THE HERON AND THE GOLDFISH

It is six o'clock in the morning.
The fish are in their pond.
They look all round their little world.
They do not look beyond.

They find a fly to feast upon
How glad are they to feed!
The youngest says, “O lucky day!”
The oldest says, “Indeed!”

They flick their fins in the sunlight
which is an act of folly.
They flash their splendid golden flanks.
The world, they think, is jolly.

The herons have lived on the Western bank
since Ex’ter built her wall
but sometimes one will cross the tide 
and condescend to call.  

The herons have been at Powderham
since Harold lost an eye
but now and again one flaps this way
and drops in from on high.

Oh,  noble is the heron
and stately is her flight!
She looks down on the suburbs
as a noble creature might:

the emerald of little lawns,
of bushes, trees and fronds,
the ruby rose, the sapphire phlox,
the diamond garden ponds.

“O do not leave me, fellows mine!”
So speaks the youngest fish
“I would not stay here all alone!”
The heron grants his wish.

It is six o'clock in the morning,
or maybe a minute more,
and all the fish who once swam here
ride high in the heron’s craw.









Sunday, 9 September 2012

A CASUAL DROWNING, 1815.

On Sunday 6th August 1815, a couple of months after the Battle of Waterloo and a couple of weeks after the excitement of Napoleon being off Brixham aboard the Bellephoron, four people, a manservant and three women servants, were enjoying a quiet day's boating on the Estuary.   They had hired an Exmouth boat skippered by a  fifteen year old boy.   In the evening they found themselves in the Bight where the great colliers were moored and a sudden squall of wind drove their boat in such a way that it fouled the hawser of one of the ships lying there.   The boat was upset and a young woman was drowned.   The others were helped aboard the collier by the 'active exertions' of the crew.

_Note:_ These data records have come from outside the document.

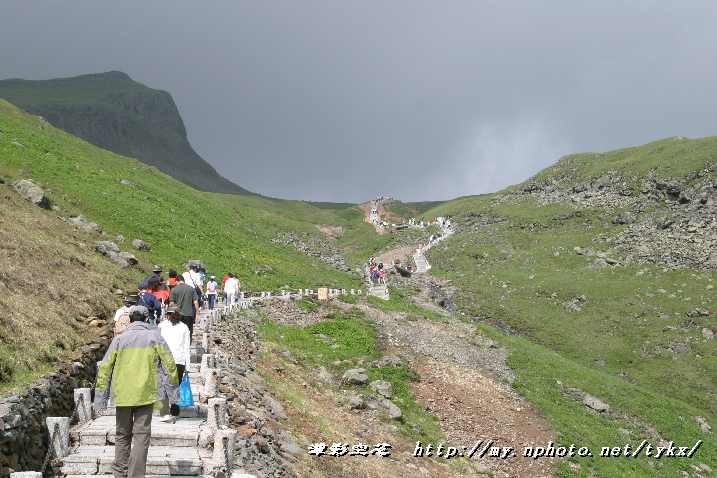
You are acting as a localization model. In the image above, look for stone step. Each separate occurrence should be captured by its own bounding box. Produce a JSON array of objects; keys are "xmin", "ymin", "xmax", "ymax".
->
[
  {"xmin": 61, "ymin": 445, "xmax": 204, "ymax": 475},
  {"xmin": 72, "ymin": 416, "xmax": 203, "ymax": 447}
]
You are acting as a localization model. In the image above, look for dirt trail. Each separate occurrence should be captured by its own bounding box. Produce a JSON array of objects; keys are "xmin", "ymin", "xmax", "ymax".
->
[
  {"xmin": 353, "ymin": 233, "xmax": 558, "ymax": 477},
  {"xmin": 359, "ymin": 305, "xmax": 557, "ymax": 478}
]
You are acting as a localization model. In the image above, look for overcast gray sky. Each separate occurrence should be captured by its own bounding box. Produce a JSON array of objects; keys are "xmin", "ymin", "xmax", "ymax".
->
[{"xmin": 1, "ymin": 1, "xmax": 716, "ymax": 202}]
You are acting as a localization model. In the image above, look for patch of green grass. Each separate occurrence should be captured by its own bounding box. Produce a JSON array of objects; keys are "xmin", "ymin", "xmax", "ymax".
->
[
  {"xmin": 258, "ymin": 309, "xmax": 379, "ymax": 364},
  {"xmin": 478, "ymin": 323, "xmax": 717, "ymax": 477},
  {"xmin": 337, "ymin": 294, "xmax": 358, "ymax": 304},
  {"xmin": 295, "ymin": 297, "xmax": 320, "ymax": 313},
  {"xmin": 257, "ymin": 308, "xmax": 441, "ymax": 442}
]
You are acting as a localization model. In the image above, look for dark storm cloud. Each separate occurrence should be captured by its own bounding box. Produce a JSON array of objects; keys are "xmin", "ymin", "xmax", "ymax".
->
[{"xmin": 1, "ymin": 1, "xmax": 716, "ymax": 201}]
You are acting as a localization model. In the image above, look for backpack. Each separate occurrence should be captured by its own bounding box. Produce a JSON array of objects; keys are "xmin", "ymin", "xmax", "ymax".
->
[
  {"xmin": 114, "ymin": 311, "xmax": 131, "ymax": 335},
  {"xmin": 137, "ymin": 291, "xmax": 158, "ymax": 319}
]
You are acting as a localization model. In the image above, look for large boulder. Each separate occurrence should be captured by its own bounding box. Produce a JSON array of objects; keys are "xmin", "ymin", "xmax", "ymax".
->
[
  {"xmin": 369, "ymin": 379, "xmax": 393, "ymax": 398},
  {"xmin": 95, "ymin": 242, "xmax": 136, "ymax": 268},
  {"xmin": 13, "ymin": 179, "xmax": 51, "ymax": 209},
  {"xmin": 379, "ymin": 398, "xmax": 402, "ymax": 420},
  {"xmin": 342, "ymin": 368, "xmax": 368, "ymax": 385},
  {"xmin": 131, "ymin": 239, "xmax": 151, "ymax": 251},
  {"xmin": 583, "ymin": 394, "xmax": 610, "ymax": 413},
  {"xmin": 116, "ymin": 252, "xmax": 138, "ymax": 267},
  {"xmin": 70, "ymin": 216, "xmax": 102, "ymax": 234},
  {"xmin": 95, "ymin": 241, "xmax": 120, "ymax": 255}
]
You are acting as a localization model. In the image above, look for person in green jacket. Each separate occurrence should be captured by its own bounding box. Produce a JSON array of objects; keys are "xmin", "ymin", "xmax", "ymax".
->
[{"xmin": 94, "ymin": 305, "xmax": 179, "ymax": 478}]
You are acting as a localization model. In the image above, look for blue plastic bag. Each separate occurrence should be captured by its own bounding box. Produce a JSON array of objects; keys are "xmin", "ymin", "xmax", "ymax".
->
[{"xmin": 177, "ymin": 371, "xmax": 194, "ymax": 408}]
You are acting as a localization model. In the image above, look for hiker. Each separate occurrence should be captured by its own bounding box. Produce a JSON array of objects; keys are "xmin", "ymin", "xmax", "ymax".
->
[
  {"xmin": 221, "ymin": 273, "xmax": 229, "ymax": 304},
  {"xmin": 94, "ymin": 305, "xmax": 179, "ymax": 478},
  {"xmin": 183, "ymin": 263, "xmax": 203, "ymax": 294},
  {"xmin": 168, "ymin": 274, "xmax": 200, "ymax": 341},
  {"xmin": 183, "ymin": 263, "xmax": 204, "ymax": 308},
  {"xmin": 137, "ymin": 277, "xmax": 162, "ymax": 326},
  {"xmin": 152, "ymin": 280, "xmax": 170, "ymax": 308},
  {"xmin": 206, "ymin": 275, "xmax": 218, "ymax": 310},
  {"xmin": 166, "ymin": 269, "xmax": 178, "ymax": 290},
  {"xmin": 113, "ymin": 294, "xmax": 138, "ymax": 335},
  {"xmin": 224, "ymin": 273, "xmax": 239, "ymax": 305},
  {"xmin": 113, "ymin": 294, "xmax": 137, "ymax": 323},
  {"xmin": 157, "ymin": 305, "xmax": 190, "ymax": 423},
  {"xmin": 138, "ymin": 265, "xmax": 163, "ymax": 290},
  {"xmin": 368, "ymin": 259, "xmax": 378, "ymax": 285},
  {"xmin": 378, "ymin": 263, "xmax": 386, "ymax": 285}
]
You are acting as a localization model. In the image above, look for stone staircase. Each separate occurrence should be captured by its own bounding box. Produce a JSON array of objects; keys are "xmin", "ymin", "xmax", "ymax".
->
[
  {"xmin": 43, "ymin": 306, "xmax": 242, "ymax": 478},
  {"xmin": 412, "ymin": 252, "xmax": 431, "ymax": 273}
]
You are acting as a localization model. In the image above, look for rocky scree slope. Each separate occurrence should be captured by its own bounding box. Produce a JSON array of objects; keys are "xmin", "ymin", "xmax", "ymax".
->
[{"xmin": 0, "ymin": 71, "xmax": 248, "ymax": 194}]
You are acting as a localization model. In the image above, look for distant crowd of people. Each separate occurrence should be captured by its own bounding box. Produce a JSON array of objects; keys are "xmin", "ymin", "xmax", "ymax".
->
[{"xmin": 97, "ymin": 262, "xmax": 243, "ymax": 475}]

As well as being squally weather, it was probably that time of ebb when the infamous 'race' is running    Even today,  when there are no colliers' hawsers to plague us,  many a small boat gets into a tangle in that part of the river.

 The report does not tell me,-  I am reading this in the Woolmer's  Exeter and Plymouth Gazette of August 12th 1815, -   but I imagine that these were four young people from a local household enjoying the one day in the week when they were allowed out.   We are not told the name or age of the girl who died.  She was, after all, only a servant!

It is no doubt perverse to feel much sympathy with someone whose death took place two centuries ago when there are so many contemporary tragedies shouting for our attention but I am in a melancholy mood today so I am wondering what this lost 'young woman' was like.  One moment she was perhaps laughing, chatting, joking, the next she was fighting for her life in the chilly waters of the Exe encumbered by her impossible Regency petticoats.  Was she still a teenager?  Was she pretty?  Did she have a sweetheart to weep for her or aged parents to grieve?    The distance and the very casualness of the newspaper report somehow make her sad death seem all the sadder.